How did you join ‘Lady Dynamite’?

“I had been friends with Maria for a while. I was a fan, but we worked together on a show. I am friends with Patton Oswalt, and I saw him at an awards thing in New York, and he said, ‘Do you know Maria?’ I said, ‘No.’ He said, ‘You should she’s great.’ I just looked at her stuff on YouTube, and I thought she was a genius. I didn’t know her, though. But when I moved to LA from New York I got on this television show [Benched] and it turned out that Maria was also on the show, so we got to be friends. ‘Benched’ got cancelled, so I didn’t see her for a while.”

“Then I got a call from ‘Arrested Development’s’ Mitch Hurwitz to say that Maria wanted to see me about a show, and I just assumed that it was to audition. The day of the audition I was struck down with a stomach flu, though, and I couldn’t go in. I just assumed they would find someone else immediately and I would be forgotten, because that is how this town works.

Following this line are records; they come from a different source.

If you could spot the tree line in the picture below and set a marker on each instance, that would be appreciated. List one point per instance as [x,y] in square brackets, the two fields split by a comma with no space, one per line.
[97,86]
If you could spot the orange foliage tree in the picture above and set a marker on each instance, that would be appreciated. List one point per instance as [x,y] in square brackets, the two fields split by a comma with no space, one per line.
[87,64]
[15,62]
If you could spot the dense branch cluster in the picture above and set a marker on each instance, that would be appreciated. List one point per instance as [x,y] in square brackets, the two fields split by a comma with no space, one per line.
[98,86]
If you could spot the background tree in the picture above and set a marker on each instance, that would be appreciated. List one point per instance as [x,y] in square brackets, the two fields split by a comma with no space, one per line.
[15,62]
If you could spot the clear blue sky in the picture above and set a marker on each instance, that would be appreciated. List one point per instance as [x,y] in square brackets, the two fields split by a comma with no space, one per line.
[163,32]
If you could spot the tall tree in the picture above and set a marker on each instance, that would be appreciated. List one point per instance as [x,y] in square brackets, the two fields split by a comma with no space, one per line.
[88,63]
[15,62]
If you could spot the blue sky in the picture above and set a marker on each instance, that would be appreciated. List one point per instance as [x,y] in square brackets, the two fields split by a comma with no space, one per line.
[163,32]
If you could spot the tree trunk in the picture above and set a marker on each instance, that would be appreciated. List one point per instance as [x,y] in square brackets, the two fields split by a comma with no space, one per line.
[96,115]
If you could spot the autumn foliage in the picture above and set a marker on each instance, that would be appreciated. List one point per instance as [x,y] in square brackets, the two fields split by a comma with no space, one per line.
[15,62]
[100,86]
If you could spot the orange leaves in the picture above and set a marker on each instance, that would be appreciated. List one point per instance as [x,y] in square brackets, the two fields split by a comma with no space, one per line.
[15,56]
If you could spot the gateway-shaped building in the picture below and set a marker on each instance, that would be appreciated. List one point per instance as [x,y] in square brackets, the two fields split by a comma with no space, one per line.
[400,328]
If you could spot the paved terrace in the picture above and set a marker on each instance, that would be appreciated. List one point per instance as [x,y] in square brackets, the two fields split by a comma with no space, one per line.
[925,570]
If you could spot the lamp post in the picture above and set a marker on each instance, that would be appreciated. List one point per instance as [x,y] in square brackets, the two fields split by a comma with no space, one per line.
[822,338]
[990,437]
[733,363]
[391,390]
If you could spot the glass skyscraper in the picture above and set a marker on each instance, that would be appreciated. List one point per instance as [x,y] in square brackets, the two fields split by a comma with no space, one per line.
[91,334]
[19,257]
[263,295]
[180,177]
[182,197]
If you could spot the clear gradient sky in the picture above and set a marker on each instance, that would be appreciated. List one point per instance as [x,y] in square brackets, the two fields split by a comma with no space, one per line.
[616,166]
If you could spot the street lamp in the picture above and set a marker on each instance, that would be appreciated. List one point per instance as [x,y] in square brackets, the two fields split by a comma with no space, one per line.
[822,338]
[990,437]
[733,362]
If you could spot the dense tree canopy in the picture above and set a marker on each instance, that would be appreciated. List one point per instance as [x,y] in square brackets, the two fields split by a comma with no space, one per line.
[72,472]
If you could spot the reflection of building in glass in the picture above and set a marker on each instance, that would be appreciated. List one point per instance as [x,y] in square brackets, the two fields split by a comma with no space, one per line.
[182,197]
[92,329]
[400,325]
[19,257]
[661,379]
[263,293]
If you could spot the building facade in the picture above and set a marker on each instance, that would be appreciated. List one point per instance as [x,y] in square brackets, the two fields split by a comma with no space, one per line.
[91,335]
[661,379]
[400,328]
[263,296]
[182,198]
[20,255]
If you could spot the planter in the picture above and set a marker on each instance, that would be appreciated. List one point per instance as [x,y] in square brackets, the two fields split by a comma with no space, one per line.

But a week later I was asked to come back, and it was just Mitch, Maria, and executive producer/showrunner Pam Brady, and they said, ‘Netflix has greenlit 13 episodes, it has gone to series already, and we want you to play Maria’s manager Bruce. We’re not seeing anyone else.’ It was unbelievably wonderful. It never happens like that. Usually they want to test you. But the streamer model is different to the regular network model.”

Talk about the difference between working with Netflix and a network?

“There aren’t as many notes, because everyone in network keeps their jobs by giving notes. But Netflix make a deal to give authority to a maverick, and in this case it was Mitch Hurwitz. And then you don’t get a lot of rethinking, especially compared to a network schematic. So for good or ill you do get something very close to what the originators intended on the show. Mitch and Pam stick to really what Maria is and her view of the world, even though Maria doesn’t write the show.”

Do you think this is the golden age of television?

“Netflix has changed the game, and it creates shows that people haven’t really seen. People used to say that about every show that came along, but now it is true, and it is possible to do things that are new. I do think that there will be more opportunity for voices that are unusual. Every logline in Hollywood used to be, ‘’Friends’ meets this.’ It would be a familiar trope meeting a new familiar trope. But the success of people doing stuff genuinely new has encouraged people. I think there will be a winnowing. The numbers of new productions is so high, I don’t think all will last. Only the best and most popular will survive. But networks now make more money from their streaming service than licensing it out to cable. Whether that will change things artistically remains to be seen, but there is now a much more direct path to the audience.”